I went into my local photo shop half a dozen times to look at paper samples and pick up sample packs, literally spending thirty minutes at a time deliberating over which one to try next. I almost went with Moab Lasal Photo Luster, which had a nice, muted quality that complemented my work. Plus, I’m a sucker for Moab’s packaging.
However, I ultimately went with Hahnemühle Satin Photo Rag. Although this is a luster paper, the profiles for my printer require matte black ink. The biggest drawback to this otherwise awesome printer is that you commit to either glossy or matte blacks. If you decide to change paper types, you have to swap cartridges, which means lots of wasted ink, and lots of wasted money. So, committing to the Hahnemühle was more than a quick decision.
The results were lovely. The paper really is matte, with the slightest eggshell shine when viewed at the right angle. At first, I thought this would detract from the prints, but it really makes colors stand out, and India is full of color, even in my undersaturated style.

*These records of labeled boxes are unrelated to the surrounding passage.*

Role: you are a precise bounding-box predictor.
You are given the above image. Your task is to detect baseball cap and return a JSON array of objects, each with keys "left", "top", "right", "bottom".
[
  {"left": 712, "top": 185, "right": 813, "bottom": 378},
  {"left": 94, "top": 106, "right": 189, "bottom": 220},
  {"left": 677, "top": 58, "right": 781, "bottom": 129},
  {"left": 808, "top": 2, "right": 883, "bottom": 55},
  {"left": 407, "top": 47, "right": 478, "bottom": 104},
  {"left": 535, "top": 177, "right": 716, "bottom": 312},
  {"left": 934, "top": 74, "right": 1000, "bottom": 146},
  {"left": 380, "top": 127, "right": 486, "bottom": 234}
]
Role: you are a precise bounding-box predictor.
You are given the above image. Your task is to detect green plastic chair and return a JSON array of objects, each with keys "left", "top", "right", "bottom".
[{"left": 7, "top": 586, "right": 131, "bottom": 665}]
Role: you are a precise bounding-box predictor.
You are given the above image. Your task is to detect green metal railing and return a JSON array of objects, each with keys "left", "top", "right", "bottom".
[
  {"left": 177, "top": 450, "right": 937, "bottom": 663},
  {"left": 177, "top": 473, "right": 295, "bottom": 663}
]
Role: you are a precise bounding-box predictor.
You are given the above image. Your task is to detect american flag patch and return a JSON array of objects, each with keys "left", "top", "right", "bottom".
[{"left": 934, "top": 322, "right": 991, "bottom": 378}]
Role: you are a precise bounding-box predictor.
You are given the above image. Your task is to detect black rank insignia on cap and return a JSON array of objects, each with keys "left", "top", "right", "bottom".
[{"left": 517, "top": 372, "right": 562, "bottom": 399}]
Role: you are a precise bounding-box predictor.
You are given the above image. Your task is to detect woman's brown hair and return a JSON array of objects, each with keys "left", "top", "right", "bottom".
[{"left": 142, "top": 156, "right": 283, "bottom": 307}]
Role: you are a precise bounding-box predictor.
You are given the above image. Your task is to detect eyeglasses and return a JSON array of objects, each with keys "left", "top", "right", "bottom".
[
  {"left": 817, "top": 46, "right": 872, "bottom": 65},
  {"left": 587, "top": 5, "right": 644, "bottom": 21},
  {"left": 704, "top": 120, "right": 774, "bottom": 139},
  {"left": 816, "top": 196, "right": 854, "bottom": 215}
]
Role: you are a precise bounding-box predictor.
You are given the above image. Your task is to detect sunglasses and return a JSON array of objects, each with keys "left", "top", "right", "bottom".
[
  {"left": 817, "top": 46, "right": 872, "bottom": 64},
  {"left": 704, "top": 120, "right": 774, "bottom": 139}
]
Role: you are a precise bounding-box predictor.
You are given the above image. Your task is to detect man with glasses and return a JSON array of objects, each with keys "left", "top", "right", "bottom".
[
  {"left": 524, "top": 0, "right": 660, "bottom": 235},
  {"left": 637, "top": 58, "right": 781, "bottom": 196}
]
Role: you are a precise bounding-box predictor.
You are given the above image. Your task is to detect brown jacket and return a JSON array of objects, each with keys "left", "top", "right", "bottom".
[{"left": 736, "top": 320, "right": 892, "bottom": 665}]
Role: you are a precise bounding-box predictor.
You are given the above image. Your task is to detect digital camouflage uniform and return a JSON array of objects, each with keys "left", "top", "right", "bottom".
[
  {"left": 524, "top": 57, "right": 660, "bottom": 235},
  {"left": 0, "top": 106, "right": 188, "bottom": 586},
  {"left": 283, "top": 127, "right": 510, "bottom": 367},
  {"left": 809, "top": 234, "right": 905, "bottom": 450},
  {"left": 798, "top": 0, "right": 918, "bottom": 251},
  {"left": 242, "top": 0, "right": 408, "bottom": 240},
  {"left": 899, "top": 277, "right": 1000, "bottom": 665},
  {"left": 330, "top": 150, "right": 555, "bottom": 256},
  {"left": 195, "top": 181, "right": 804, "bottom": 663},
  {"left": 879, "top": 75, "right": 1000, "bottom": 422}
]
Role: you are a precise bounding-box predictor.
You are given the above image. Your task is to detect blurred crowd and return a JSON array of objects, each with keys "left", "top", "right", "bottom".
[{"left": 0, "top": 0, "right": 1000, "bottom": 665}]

The only trouble I had was with some chunky black transitions (gloss differential) in a couple of photos. In the end, upping the contrast and minor experimentation was all it took to make them look good.
AKB and I stumbled upon evening services at the Church of Our Lady of the Immaculate Connception in Pondicherry, India. Between the dusk sky, the contrasting warm and cool lights inside and out, and all the colors present between churchgoers’ saris and statues of Jesus and the Virgin Mary, it was replete with beautiful scenes. We spent a long time viewing and photographing the grounds. One resulting image has become one of my all-time favorites. I grinned like a little kid when it printed beautifully – it really benefited from the delicate qualities of the paper.
I’m still mastering this whole printing thing. This year I invested in a screen calibrator (Spyder 3 Pro), not to mention a good deal of time and money towards experimentation. I’m happy to say that I’m loving the results; now I just need to find more wall space to hang them on!